Googleは、セキュリティチームが重大なソフトウェア脆弱性を大規模に発見・検証・修正できるよう支援するために特別に設計された軽量AIモデル「Gemini 3.5 Flash Cyber」を発表しました。
2026年7月21日に発表されたこのモデルは、Gemini 3.5 Flashをベースに、セキュリティワークフロー向けに最適化されています。エージェントが大規模なコードベースを検査し、多数の実行パスを探索し、疑わしい欠陥を繰り返しテストできるようにします。
セキュリティインシデント対応
当初、Googleはこのモデルを政府機関や信頼できるパートナー向けの限定アクセス版CodeMenderパイロットを通じて提供する計画であり、このテクノロジーが持つデュアルユース(軍民両用)の可能性を浮き彫りにしています。
Google、Gemini 3.5 Flash Cyberを発表
今回のリリースは、ソフトウェアセキュリティにおいて拡大しつつある不均衡に対応するものです。AIシステムは、組織が調査・修復できる速度を上回るペースで欠陥を発見できるようになりつつあります。大規模モデルによる単発の高コストな推論に頼るのではなく、CodeMenderはサブエージェントを通じてGemini 3.5 Flash Cyberを複数回呼び出すことができます。

これらのエージェントはより多くのコードパスを評価し、潜在的な問題を検証したうえで、その結果を最終的な脆弱性レポートに統合します。Googleによれば、このアーキテクチャにより、このモデルは継続的なスキャン、コミット単位のセキュリティチェック、時間的制約の厳しいリリースパイプラインに適しているとしています。
Googleは、数百件の実世界のソフトウェア脆弱性を含むベンチマークCyberGymを用いてこのモデルを評価しました。
最終評価のためCodeMenderがGemini 3.5 Flash Cyberを最大5回呼び出す構成では、より大規模なサイバーセキュリティ特化モデルと比較しても遜色ない結果が得られたとされています。なお、Googleは競合モデルの数値が自己申告によるものである点を強調しています。
同社はまた、ChromeやSafariといった複雑なコードベースにおける発見困難な脆弱性に焦点を当てたBig Sleep評価でもこのモデルをテストしました。

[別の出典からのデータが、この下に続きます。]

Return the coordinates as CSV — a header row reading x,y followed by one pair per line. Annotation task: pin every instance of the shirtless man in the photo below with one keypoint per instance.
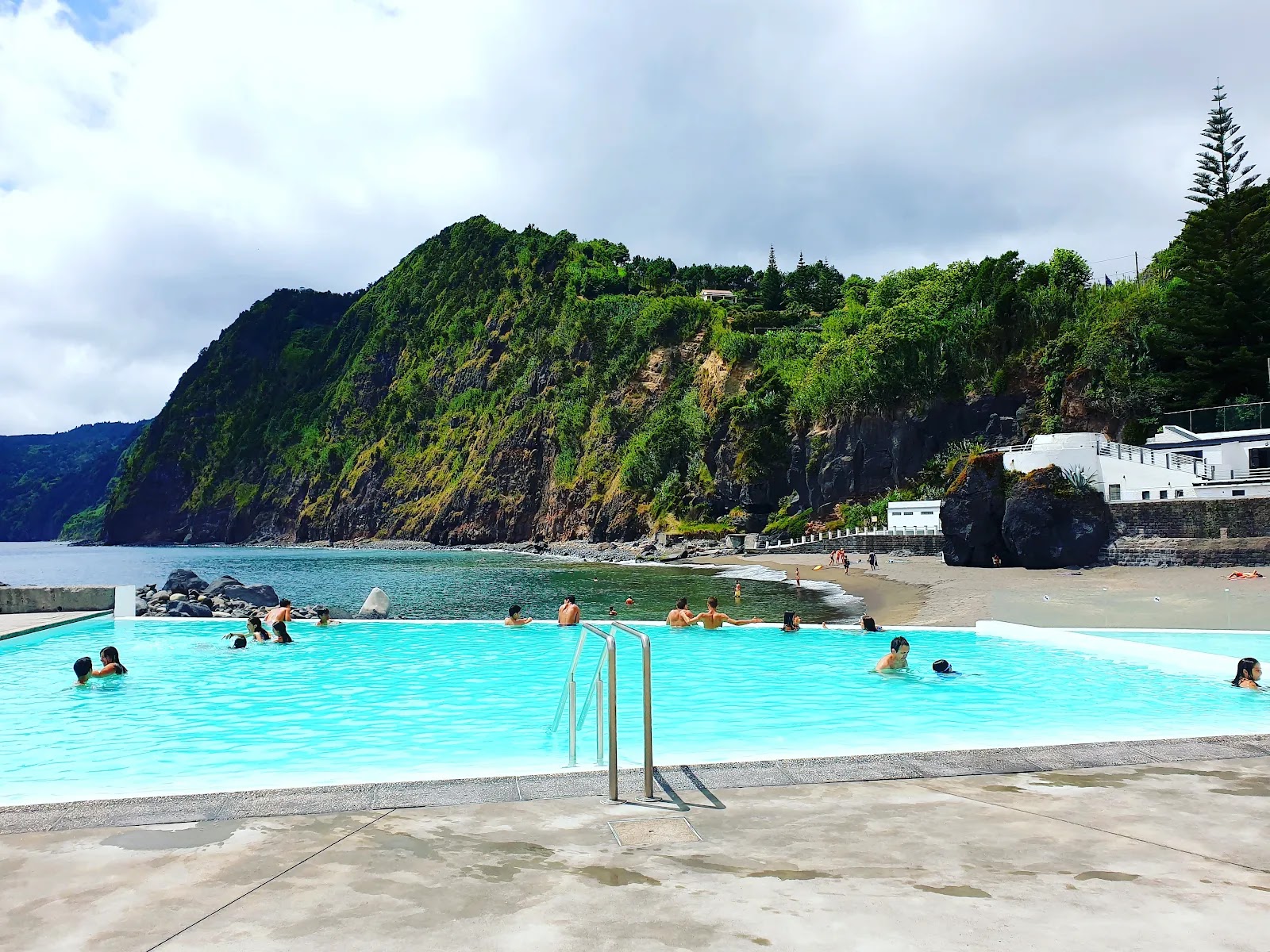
x,y
679,616
713,619
569,613
897,659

Googleによると、Gemini 3.5 Flash Cyberはこの評価環境において、標準版のGemini 3.5 FlashとGemini 3.6 Flashの両方を大きく上回る性能を示しました。
| 特徴 | 詳細 |
|---|---|
| モデル | Gemini 3.5 Flash Cyber |
| 発表日 | 2026年7月21日 |
| 主な目的 | ソフトウェア脆弱性の発見・検証・修正 |
| ベースモデル | Gemini 3.5 Flash |
| 提供形態 | CodeMender限定アクセスパイロット |
| 初期提供対象 | 政府機関および信頼できるパートナー |
| 主な利点 | 低コストかつ高頻度なエージェント型脆弱性分析 |
| 対象ワークフロー | コードベーススキャン、コミットスキャン、リリースチェック、脆弱性修正 |
| より広範な提供 | CodeMenderの機能は、一般提供中のGeminiモデルを使用してGemini Enterprise Agent Platformでも利用可能 |
ベンチマーク汚染を最小限に抑えるため未公開の脆弱性を用いたChromeの本番コミットスキャンパイプラインでは、標準版の3.5 Flashモデルと比較して顕著な性能向上が確認されました。
ゼロデイ脆弱性アラート
V8 JavaScriptエンジンでのテストは、このモデルが脆弱性の多様性に重点を置いていることをさらに裏付けています。一定回数の評価において、Gemini 3.5 Flash Cyberは555件の固有の確認済み問題を特定しました。これに対し、Gemini 3.5 Flashは474件、Claude Opus 4.6は363件でした。
Googleによると、発見された問題のうち101件は比較対象の両モデルとも見逃していたものであり、このサイバー特化型モデルが同じ欠陥クラスを繰り返し検出するのを避けられることを示唆しています。

Googleはすでに、Chrome、Android、Cloud、Ads、YouTubeなど複数のプラットフォームでこのモデルを社内展開しています。
同社のCloud Vulnerability Researchチームからの報告によると、公開APIにおけるリモートコード実行の欠陥と、機密性の高い本番サービスにおけるメモリ破損の問題を、わずか2時間で発見したとのことです。
さらに、テスト中にこのモデルはASLRおよびW^Xの緩和策を回避する、信頼性の高いリモートコード実行エクスプロイトの生成にも成功しました。
同社は、このモデルのセキュリティ特化を可能にした要因の一部として、70万件以上のオープンソース脆弱性と10年以上に及ぶOSS-Fuzzの発見結果を含むOSV.devのデータベースへのアクセスを挙げています。